# Analysis of Edge Computing Metrics
Here, we analyze the first two of our four research questions.

In [None]:
import numpy as np
import pandas as pd

# Imports
import utils
import os
import matplotlib as mpl
import matplotlib.pyplot as plt
import matplotlib.ticker as ticker
import seaborn as sns

from pathlib import Path

notebook_path = os.path.dirname(os.path.realpath("00_edge_computing_benchmark_analysis.ipynb"))

In [None]:
# Seaborn configuration
# Alternative font: Linux Libertine
sns.set_theme(context="paper", style="whitegrid", palette="colorblind", font="Times New Roman", font_scale=3)
sns.color_palette(palette="colorblind")
sns.set(rc={"figure.figsize": (14, 3)})
sns.set(font_scale=1)

In [None]:
# Helper function to expand the experiment name
def expand_experiment_name(df: pd.DataFrame):
    # 2023-05-31_17:38_flbench_experiment-plan-baseline_shakespeare_lstm_None_local_1_rounds_1_clients_0_dropout_nodp_0_prec_16_172.24.33.9_client_1
    col_names = ["date", "time", "experiment", "inventory", "dataset", "model", "strategy", "data_dist",
                 "training_rounds", "pl1", "clients", "pl2", "dropout", "pl3", "dp", "noise_multiplier", "pl4",
                 "precision", "ip_addr", "pl5", "client_id"]
    df[col_names] = df["name"].str.split("_", expand=True)
    df.drop(["pl1", "pl2", "pl3", "pl4"], inplace=True, axis=1)
    df["timestamp"] = df[["date", "time"]].apply(" ".join, axis=1)
    df["timestamp"] = pd.to_datetime(df["timestamp"], format="%Y-%m-%d %H:%M")
    return df

In [None]:
# Data download / load from disk
wandb_entity = "..."                                                                                                        # <-- Add you credentials for W&B here.
wandb_project = "..."                                                                                                       # <-- Add you credentials for W&B here.
wandb_run_filter_keywords = ["..."]                                                                                         # <-- Filter for whatever keyword you are looking for.
log_file_name = "wandb_baseline_logs.csv"
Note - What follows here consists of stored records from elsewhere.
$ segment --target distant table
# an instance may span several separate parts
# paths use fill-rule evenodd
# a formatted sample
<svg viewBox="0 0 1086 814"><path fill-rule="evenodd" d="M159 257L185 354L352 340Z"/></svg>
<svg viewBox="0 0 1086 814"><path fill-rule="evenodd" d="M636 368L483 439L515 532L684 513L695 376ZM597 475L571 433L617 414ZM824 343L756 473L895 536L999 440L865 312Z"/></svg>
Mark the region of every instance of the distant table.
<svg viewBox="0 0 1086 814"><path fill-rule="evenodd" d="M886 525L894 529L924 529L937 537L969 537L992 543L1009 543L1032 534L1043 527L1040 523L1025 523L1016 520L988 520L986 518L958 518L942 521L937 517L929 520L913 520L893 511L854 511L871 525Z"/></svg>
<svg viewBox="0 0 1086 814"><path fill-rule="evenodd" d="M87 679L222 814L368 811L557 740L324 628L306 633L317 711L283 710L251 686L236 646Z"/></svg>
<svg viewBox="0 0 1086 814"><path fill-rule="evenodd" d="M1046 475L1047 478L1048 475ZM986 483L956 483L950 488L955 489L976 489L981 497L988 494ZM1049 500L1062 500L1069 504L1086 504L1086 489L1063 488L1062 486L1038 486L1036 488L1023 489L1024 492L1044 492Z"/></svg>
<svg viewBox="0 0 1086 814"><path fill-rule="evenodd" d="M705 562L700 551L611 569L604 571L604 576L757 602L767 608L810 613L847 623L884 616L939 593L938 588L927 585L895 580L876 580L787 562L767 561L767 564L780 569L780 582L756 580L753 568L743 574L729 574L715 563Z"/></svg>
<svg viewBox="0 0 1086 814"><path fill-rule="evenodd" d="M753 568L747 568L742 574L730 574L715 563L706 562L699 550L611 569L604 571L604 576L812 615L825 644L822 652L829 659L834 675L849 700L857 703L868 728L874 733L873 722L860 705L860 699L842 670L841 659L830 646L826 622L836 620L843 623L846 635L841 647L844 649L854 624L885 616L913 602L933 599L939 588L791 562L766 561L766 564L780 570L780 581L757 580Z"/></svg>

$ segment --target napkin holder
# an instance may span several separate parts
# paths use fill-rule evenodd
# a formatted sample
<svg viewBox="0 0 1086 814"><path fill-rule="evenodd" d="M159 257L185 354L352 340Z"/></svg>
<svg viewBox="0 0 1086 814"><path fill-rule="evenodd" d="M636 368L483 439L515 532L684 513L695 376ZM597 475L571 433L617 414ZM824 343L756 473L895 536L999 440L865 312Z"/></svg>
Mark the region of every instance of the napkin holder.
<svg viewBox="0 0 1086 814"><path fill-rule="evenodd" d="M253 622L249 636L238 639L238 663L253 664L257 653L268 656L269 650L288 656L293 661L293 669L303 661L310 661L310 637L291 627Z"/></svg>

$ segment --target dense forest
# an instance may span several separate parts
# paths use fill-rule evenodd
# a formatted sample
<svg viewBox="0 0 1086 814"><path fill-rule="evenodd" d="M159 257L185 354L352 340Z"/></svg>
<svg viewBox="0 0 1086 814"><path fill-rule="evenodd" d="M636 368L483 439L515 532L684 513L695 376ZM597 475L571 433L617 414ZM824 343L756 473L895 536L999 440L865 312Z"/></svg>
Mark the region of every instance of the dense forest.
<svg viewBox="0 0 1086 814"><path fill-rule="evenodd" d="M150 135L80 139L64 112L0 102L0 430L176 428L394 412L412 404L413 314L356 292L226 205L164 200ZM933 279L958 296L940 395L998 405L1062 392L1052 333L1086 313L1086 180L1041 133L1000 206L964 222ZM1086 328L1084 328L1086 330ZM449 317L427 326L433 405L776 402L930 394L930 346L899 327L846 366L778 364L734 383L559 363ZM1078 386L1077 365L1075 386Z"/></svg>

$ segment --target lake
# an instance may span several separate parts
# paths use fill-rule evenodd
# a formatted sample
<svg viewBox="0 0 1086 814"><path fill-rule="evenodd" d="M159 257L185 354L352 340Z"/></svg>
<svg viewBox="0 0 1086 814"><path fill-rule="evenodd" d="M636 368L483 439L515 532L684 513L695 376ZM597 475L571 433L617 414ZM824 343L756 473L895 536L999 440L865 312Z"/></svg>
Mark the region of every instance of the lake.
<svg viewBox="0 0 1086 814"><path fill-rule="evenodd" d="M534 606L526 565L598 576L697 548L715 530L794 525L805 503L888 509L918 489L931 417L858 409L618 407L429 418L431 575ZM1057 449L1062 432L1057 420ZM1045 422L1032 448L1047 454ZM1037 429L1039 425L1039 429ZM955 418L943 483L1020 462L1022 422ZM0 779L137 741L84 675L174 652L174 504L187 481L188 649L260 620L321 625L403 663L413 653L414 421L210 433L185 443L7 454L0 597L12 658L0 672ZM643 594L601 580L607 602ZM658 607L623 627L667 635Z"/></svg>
if not Path(f"{notebook_path}/data/{log_file_name}").exists():
	# If logs have been downloaded already, they will be fetched from disk.
	df = utils.download_data_from_wandb(entity=wandb_entity, project=wandb_project, keywords=wandb_run_filter_keywords)
	utils.write_df_to_disk(df, filename=log_file_name)
	df = expand_experiment_name(df)
	utils.write_df_to_disk(df, filename=log_file_name)
else:
	df = pd.read_csv(f"{notebook_path}/data/{log_file_name}", index_col=0)
	df = expand_experiment_name(df)

In [None]:
# We replace IP addresses with device type names
df["ip_addr2"] = df["ip_addr"]
print(df["ip_addr"].unique())
df["ip_addr2"].replace(["172.24.32.1", "172.24.32.2", "172.24.32.3", "172.24.32.52", "172.24.32.53", "172.24.32.54", "172.24.33.72", "172.24.33.74", "172.24.33.82", "172.24.33.9"], ["3raspi", "3raspi", "3raspi", "2jnano", "2jnano", "2jnano", "1vm", "1vm", "1vm", "0gpu"], inplace=True)
df.rename({"ip_addr2": "device"}, inplace=True, axis=1)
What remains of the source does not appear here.